爱丁堡NLP课程Python练习题CPSLP: Assignment

CPSLP: Assignment 1

Imagine you are a Data Scientist working for the National Records of Scotland Government Office. You have been asked you to investigate and prepare a report on the recent trends in names that parents are choosing.

You have been given 2 files, the first of which is called scotbabies2015.txt This file contains a list of all the first names of babies born in Scotland in 2015 in random order. The format of the file is as follows (fields are separated by a single tab):

FIRSTNAME GENDER

For example, the first four lines in the file are:

 Jackson BOY

Briar-Rose GIRL

Sophie GIRL

Skylar GIRL

The first part of your task is to create a module called babynames.py which contains a class called Babies. This class should contain some internal attribute(s) to store information from the input file. You will have to decide the data-structure(s) for the attribute(s) so that it can represent the baby names, the associated gender and the count (frequency) of that name. You can use any combination of dictionaries, lists and tuples to design this data-structure.

 

Your class should contain an init (self, filename) constructor, taking a file name as an argument. This should call a method called read_names_from_file(self, filename), which should parse the file and populate your chosen data structure with the contents. By doing this, your class will then have some kind of internal way of representing and storing the data. You should then add the following methods to the class in order to access that data in meaningful ways:

  • get_total_births(self, gender=None)

    Returns an int of the total number of babies born. (note: *return*, not print, the answers!)

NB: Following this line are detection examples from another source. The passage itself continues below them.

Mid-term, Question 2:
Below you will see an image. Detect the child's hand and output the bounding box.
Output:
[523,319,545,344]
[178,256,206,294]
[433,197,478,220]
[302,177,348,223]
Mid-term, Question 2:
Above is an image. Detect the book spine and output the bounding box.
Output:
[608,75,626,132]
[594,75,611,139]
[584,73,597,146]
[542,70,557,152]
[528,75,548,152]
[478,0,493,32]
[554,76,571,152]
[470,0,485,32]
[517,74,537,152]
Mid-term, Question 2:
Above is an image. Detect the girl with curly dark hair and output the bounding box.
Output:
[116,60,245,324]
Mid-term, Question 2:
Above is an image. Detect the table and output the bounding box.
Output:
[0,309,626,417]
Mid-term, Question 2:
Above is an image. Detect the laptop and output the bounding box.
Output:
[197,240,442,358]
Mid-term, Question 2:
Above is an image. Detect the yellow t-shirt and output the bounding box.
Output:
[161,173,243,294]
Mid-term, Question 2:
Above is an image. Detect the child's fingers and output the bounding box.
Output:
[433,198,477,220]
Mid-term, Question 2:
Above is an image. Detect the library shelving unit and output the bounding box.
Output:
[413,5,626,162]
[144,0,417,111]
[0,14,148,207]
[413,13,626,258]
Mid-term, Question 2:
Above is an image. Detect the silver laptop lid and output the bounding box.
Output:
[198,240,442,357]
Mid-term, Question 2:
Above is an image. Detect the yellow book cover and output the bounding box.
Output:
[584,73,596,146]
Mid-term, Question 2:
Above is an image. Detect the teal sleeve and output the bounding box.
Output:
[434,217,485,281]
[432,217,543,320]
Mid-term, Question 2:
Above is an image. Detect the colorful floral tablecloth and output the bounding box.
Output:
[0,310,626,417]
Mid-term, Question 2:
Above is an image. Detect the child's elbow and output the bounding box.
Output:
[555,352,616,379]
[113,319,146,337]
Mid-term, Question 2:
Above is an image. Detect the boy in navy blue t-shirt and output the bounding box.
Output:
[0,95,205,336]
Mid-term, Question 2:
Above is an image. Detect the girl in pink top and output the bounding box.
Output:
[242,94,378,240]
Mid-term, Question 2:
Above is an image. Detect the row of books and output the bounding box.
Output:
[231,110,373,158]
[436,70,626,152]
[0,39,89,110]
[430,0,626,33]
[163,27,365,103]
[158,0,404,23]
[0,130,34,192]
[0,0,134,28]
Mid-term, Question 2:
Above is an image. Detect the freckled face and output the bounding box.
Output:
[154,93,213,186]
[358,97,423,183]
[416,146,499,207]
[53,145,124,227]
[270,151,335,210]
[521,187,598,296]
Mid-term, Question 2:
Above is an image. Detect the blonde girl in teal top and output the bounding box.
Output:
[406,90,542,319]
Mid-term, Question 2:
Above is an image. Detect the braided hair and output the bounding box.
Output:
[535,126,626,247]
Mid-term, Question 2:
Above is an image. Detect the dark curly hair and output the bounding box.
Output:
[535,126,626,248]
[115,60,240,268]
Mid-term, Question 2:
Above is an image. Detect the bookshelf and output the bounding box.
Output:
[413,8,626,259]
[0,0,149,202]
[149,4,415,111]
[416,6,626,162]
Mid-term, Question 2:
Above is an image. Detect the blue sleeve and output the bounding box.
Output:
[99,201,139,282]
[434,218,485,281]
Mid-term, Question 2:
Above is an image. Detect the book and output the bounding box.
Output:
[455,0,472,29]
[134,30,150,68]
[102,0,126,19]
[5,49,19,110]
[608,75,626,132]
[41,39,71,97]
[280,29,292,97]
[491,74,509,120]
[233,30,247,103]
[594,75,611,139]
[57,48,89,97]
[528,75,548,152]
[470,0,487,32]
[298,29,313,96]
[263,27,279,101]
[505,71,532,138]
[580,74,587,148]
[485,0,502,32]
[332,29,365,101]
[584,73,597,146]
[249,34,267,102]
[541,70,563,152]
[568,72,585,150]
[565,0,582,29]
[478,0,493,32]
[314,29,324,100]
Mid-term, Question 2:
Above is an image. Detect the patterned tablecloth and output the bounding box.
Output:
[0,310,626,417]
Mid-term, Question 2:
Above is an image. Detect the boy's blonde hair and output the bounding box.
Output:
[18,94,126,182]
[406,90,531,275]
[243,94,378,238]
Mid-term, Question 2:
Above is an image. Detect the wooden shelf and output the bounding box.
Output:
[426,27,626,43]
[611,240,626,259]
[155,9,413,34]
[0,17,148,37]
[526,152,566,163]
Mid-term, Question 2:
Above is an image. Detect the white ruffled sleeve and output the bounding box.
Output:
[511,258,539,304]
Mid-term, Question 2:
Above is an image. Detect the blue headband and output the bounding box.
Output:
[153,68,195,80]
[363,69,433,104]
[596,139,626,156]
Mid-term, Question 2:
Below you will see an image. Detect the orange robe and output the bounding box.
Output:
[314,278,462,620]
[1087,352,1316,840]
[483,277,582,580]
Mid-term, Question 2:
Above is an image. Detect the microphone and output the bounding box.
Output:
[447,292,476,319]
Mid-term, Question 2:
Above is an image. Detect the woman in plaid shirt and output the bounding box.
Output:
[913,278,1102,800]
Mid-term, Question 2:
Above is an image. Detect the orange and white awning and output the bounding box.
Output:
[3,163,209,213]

  • get_names_beginning_with(self, first_char, gender=None) Takes as input a string containing a single character and returns an alphabetically sorted list of baby names that start with that character.

  • get_top_N(self, N, gender=None)

    Takes a positive integer N and returns a list of tuples of the top N names [(name1,count1), (name2,count2), ...] ordered from most-common to least-common.

  • get_gender_ratio(self, gender)

    Returns a suitable data type representing the result of the following equation: (number babies of given gender) / (total number of births)

    Note that some methods include the optional argument “gender”. You should design these methods to handle the case when this argument is optionally set to either the string "BOY" or "GIRL" such that the output is restricted to that gender - e.g. get_total_births(gender=“GIRL") would return the total number of girls born.

    Notice some names such as ‘Jamie’ can be "BOY" or “GIRL".

    The second file you have been given is called namesdb.txt. This file contains a list of names, with their gender, origin and meaning. For example, in the sample lines

    James M English, Replace

    Savanna F Spanish, From the open plain

    the name “James” is a male name of English origin which has a meaning related to “Replace”. The name “Savanna” is a female name of Spanish origin, which has a meaning related to “From the open plain.”

    Your second related task is to estimate the proportions of the different origins of the names which have been given to babies in 2015. To do this, you should add the following 2 methods to your Babies class:

  • read_origins_from_file(self, origins_filename)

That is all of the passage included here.